Theaetetus

Date and setting

The Theaetetus is one of the few works of Plato that gives contextual clues on the timeline of its authorship: The dialogue is framed by a brief scene in which Euclid of Megara and his friend Terpsion witness a wounded Theataetus returning on his way home after from fighting in an Athenian battle at Corinth, from which he apparently died of his wounds. Euclid tells his friend that he has a written record of a dialogue between Socrates and Theaetetus, which occurred when Theaetetus was quite a young man. The dialogue is then read aloud to the two men by a slave owned by Euclid.

The exact timeline of which battle at Corinth has been a matter of some disagreement between scholars: it has generally been presumed that the battle occurred in 369 BC; when Theaetetus would have been in his late forties, but more recently, scholars including Debra Nails have argued that the battle referenced in the dialogue was a different battle in Corinth that occurred much earlier, in 391 BC, when Theatetus would have been in his late 20s.[1]

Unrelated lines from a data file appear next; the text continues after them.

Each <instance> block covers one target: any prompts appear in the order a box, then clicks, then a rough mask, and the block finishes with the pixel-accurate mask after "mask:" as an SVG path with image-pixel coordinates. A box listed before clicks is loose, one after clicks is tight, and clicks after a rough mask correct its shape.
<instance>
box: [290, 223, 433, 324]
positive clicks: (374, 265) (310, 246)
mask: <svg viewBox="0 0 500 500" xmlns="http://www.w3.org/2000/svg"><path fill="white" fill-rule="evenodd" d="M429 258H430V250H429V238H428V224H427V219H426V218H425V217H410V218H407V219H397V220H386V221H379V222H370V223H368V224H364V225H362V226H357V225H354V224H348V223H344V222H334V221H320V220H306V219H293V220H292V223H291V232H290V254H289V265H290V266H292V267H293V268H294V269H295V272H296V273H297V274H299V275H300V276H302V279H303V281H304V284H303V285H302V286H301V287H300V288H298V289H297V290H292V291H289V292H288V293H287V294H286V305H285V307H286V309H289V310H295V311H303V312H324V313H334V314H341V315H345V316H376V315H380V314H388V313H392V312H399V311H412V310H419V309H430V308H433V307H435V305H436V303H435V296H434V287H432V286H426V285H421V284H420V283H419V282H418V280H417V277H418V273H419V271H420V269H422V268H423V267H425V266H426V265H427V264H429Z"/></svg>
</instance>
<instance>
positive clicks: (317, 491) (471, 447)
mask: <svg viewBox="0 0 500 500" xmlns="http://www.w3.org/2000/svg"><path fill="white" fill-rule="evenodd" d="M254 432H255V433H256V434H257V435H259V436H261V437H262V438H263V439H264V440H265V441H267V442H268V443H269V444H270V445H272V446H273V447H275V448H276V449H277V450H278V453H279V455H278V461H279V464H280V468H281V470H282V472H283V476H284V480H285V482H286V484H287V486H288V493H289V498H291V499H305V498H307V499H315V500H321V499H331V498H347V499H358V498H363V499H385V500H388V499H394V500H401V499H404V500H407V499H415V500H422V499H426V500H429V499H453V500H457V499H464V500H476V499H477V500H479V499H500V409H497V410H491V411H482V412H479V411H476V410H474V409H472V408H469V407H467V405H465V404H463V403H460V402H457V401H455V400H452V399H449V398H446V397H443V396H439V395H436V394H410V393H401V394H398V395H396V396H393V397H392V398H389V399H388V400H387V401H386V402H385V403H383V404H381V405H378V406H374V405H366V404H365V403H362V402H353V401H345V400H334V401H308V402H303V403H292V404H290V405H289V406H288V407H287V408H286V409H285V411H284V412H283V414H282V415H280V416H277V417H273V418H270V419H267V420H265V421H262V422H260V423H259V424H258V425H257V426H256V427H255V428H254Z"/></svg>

As far as internal characteristics, the dialogue is considered to be similar to the "earlier" dialogues of Plato, such as the Euthyphro or the Crito, in that Plato's Socrates discusses the nature of knowledge in the Theaetetus without giving any of his own views, and the dialogue ultimately ends in aporia without a satisfying answer. However, it also resembles many of the more philosophically complex "later" dialogues such as Parmenides, Phaedrus and the dialogues Sophist and Statesman which serve as a narrative sequel.